June 10, 2008

Griffey, Jr. Hits 600th Homer, Best Suicide Survivor Story Ever

Last night, Ken Griffey, Jr., a right fielder with the Cincinnati Reds and a former star center fielder with the Seattle Mariners hit his 600th home run in the Majors. Although it's not getting much fanfare, the feat puts him in rarefied company: Aaron, Mays and Ruth (Bonds and Sosa also have 600-plus homers but they were steroid cheaters and are dead to me). Griffey never cheated with performance enhancing drugs or corked bats a la Sosa.

What hasn't shown up at all in the press accounts of The Kid's career, which have been coming out the last few days, is that when he was 17 years old, he tried to kill himself and somehow cheated death.

Think I am joking. Here it is in this 1992 article in the Seattle Times.

"In January 1988, Junior swallowed 277 aspirin, by his own count, and wound up in intensive care in Providence Hospital in Mount Airy, Ohio. He thought about killing himself a couple of times, he said, 'with my father's gun or something.'

"'The aspirin thing was the only time I acted,' he said. 'It was such a dumb thing.'

"The story emerged during a recent wide-ranging interview, in which Griffey spoke about some of the ups and downs of his teenage years. He agreed to make it public in the hope it might dissuade someone else from seeing suicide as a solution.

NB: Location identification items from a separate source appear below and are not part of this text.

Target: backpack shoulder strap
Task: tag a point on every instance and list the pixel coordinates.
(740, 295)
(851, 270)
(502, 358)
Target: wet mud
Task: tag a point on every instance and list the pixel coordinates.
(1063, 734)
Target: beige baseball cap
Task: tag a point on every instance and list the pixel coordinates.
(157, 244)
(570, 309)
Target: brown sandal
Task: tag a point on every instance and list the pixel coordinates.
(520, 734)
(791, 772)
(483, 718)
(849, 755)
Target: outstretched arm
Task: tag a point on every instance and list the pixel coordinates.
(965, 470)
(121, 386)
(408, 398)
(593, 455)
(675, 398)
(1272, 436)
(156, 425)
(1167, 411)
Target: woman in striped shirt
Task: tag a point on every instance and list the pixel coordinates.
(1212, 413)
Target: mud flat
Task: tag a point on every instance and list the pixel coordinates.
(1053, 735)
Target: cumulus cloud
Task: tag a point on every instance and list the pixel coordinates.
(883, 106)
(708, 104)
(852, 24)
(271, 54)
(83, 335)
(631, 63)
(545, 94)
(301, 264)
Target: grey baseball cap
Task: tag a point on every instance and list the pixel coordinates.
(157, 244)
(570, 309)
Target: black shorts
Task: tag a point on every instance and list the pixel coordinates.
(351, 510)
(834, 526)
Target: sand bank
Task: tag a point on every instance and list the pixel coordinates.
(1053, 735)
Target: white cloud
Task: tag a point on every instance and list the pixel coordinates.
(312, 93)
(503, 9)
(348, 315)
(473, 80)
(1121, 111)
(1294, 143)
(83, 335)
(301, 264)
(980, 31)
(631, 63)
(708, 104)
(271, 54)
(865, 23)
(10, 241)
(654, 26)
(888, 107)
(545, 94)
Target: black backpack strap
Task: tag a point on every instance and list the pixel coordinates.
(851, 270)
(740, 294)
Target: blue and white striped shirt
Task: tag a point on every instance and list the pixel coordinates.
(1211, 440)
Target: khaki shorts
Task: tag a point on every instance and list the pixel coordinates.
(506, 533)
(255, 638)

"'Don't ever try to commit suicide,' Griffey said he wants to tell kids. 'I am living proof how stupid it is.'"

It's not clear to me when Junior will retire--maybe this year, maybe next--but he will surely go into the Hall of Fame on the first ballot five years after he does retire. His suicide attempt happened a year before he took his first AB in the Big Leagues, the result of some kind of panic and psychic pain he was in is my nearest guess. So, in a way, he'd already won a very large fight before he ever faced down a 98 MPH fastball. And, 20 years later he'll remain one of the biggest symbols against the empty solution of suicide.

For those of you who want to dork out on his career stats, go here. The amazing thing--and the sad thing--is that Junior has missed about three-and-one-half years of games due to various injuries over the years and he could just as easily have topped 700 homers. Somehow, I bet he doesn't care.

Here's one of his many classic Nike commercials from the 1990s. All the background scenes are in Seattle.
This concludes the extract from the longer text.